PARIS: French prosecutors grilled IMF chief Christine Lagarde in a Paris court yesterday to decide if she should be charged over a state payout to disgraced tycoon Bernard Tapie during her time as finance minister.

Lagarde has downplayed the investigation, but the stakes are huge for both her and the International Monetary Fund.
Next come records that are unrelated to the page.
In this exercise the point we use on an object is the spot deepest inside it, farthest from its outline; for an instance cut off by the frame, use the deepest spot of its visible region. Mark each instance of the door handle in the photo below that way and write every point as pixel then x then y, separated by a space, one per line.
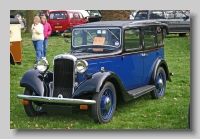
pixel 144 54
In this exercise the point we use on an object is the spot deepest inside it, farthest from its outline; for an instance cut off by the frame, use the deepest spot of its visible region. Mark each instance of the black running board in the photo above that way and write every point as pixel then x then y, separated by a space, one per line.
pixel 141 90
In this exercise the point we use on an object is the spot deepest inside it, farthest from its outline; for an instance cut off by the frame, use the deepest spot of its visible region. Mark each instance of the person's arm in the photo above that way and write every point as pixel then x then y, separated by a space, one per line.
pixel 39 29
pixel 49 30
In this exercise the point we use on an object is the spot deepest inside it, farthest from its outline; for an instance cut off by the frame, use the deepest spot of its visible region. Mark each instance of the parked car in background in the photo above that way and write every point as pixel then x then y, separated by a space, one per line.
pixel 178 21
pixel 107 62
pixel 15 41
pixel 61 20
pixel 132 15
pixel 94 16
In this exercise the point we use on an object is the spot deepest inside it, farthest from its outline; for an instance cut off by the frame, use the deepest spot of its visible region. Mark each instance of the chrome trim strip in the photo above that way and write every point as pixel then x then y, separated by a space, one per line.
pixel 56 100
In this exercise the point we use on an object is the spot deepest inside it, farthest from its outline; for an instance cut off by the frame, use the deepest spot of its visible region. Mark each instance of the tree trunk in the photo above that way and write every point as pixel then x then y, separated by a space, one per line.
pixel 108 15
pixel 29 20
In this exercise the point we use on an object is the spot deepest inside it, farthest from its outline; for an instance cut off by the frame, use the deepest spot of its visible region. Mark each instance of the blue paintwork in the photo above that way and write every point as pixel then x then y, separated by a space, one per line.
pixel 134 70
pixel 107 112
pixel 129 69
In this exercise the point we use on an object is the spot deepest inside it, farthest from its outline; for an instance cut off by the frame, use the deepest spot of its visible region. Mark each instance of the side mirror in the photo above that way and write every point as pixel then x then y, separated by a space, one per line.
pixel 187 17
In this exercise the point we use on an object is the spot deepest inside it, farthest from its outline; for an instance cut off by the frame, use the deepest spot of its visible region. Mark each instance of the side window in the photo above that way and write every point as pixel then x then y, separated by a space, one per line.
pixel 76 16
pixel 71 15
pixel 149 37
pixel 81 16
pixel 156 15
pixel 132 39
pixel 159 36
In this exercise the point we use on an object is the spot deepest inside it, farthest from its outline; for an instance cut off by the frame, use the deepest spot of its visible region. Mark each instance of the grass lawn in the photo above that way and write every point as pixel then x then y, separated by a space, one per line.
pixel 170 112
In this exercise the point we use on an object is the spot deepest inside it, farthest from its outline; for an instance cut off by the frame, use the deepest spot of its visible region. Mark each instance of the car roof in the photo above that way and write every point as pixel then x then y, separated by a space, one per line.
pixel 64 10
pixel 122 23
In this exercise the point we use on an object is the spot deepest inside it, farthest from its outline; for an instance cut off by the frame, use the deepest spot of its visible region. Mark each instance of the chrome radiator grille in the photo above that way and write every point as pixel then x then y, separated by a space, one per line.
pixel 63 77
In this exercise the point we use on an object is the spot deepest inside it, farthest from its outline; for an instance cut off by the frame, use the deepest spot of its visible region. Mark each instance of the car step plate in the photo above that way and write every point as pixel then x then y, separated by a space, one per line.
pixel 141 90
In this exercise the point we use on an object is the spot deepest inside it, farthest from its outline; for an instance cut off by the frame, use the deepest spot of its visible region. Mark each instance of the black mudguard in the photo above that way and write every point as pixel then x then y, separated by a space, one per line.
pixel 160 63
pixel 95 82
pixel 35 81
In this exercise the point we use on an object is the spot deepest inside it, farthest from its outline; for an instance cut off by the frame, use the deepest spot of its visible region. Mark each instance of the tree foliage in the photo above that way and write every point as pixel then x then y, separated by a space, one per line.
pixel 29 20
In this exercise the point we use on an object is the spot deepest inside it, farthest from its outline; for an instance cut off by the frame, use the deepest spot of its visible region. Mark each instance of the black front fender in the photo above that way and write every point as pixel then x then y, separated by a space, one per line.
pixel 95 82
pixel 33 80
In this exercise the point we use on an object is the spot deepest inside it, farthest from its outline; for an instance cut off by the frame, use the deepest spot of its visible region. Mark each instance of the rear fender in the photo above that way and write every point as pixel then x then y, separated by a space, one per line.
pixel 95 82
pixel 159 63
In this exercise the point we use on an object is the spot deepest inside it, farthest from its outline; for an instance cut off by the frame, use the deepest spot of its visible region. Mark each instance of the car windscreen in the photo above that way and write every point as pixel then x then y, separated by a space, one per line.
pixel 141 15
pixel 95 37
pixel 57 15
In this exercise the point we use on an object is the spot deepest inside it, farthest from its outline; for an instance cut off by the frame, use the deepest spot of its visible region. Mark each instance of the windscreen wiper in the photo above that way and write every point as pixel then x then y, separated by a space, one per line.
pixel 89 33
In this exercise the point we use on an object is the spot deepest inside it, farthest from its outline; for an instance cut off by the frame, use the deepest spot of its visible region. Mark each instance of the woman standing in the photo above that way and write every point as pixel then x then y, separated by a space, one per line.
pixel 47 33
pixel 37 37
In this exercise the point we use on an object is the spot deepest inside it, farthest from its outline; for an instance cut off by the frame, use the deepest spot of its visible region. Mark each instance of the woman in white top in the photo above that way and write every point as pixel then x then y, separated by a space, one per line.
pixel 38 37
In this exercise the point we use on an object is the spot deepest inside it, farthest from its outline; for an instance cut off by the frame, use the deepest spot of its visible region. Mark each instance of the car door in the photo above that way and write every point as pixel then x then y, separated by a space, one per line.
pixel 150 54
pixel 183 22
pixel 171 21
pixel 132 60
pixel 77 20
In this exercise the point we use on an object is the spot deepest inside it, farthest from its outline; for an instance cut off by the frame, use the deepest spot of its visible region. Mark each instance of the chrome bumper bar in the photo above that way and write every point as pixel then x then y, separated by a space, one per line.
pixel 56 100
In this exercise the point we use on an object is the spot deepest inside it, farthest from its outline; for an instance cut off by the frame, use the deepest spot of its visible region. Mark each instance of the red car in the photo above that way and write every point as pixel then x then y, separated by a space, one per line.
pixel 61 20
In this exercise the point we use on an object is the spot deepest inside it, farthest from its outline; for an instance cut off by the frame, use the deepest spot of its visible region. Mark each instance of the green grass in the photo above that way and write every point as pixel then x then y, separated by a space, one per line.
pixel 170 112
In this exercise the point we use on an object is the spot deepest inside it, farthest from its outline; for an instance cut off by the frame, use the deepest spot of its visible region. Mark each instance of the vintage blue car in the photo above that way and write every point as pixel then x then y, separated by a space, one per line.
pixel 109 60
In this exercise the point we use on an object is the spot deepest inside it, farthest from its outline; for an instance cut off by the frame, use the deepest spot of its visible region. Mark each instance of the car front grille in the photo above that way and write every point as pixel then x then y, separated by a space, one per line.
pixel 63 77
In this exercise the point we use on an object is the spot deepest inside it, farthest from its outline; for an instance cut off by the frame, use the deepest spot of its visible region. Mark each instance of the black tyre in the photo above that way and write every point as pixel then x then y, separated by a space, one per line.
pixel 104 108
pixel 32 109
pixel 160 83
pixel 182 34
Since March, the IMF has not commented on the affair but the board has reiterated its ‘confidence’ in her.

French Finance Minister Pierre Moscovici said that Lagarde “retains the full confidence of French authorities and myself”.

But government spokeswoman Najat Vallaud-Belkacem said she thought Lagarde’s days at the IMF were over if she were charged.

Criminal charges against Lagarde, 57, would mark the second straight scandal for an IMF chief, after her predecessor Dominique Strauss-Kahn, also from France, resigned in disgrace over an alleged assault on a New York hotel maid.

Her court appearance comes a day after Lagarde, the first woman to run an organisation considered the pillar of the international financial system, was named the world’s seventh most powerful woman by Forbes magazine.

The Court of Justice of the Republic (CJR), which probes cases of ministerial misconduct, is seeking an explanation of her 2007 handling of a row that resulted in €400 million (Dh1.9 million) being paid to Bernard Tapie.

The former politician and controversial business figure went to prison for match-fixing during his time as president of French football club Olympique de Marseille.

Prosecutors working for the CJR suspect he received favourable treatment in return for supporting Nicolas Sarkozy in the 2007 presidential election.

They have suggested that Lagarde, who at the time was finance minister, was partly responsible for “numerous anomalies and irregularities”, which could lead to charges for complicity in fraud and misappropriation of public funds, after she allegedly asked a panel of judges to arbitrate in a dispute between Tapie and Credit Lyonnais.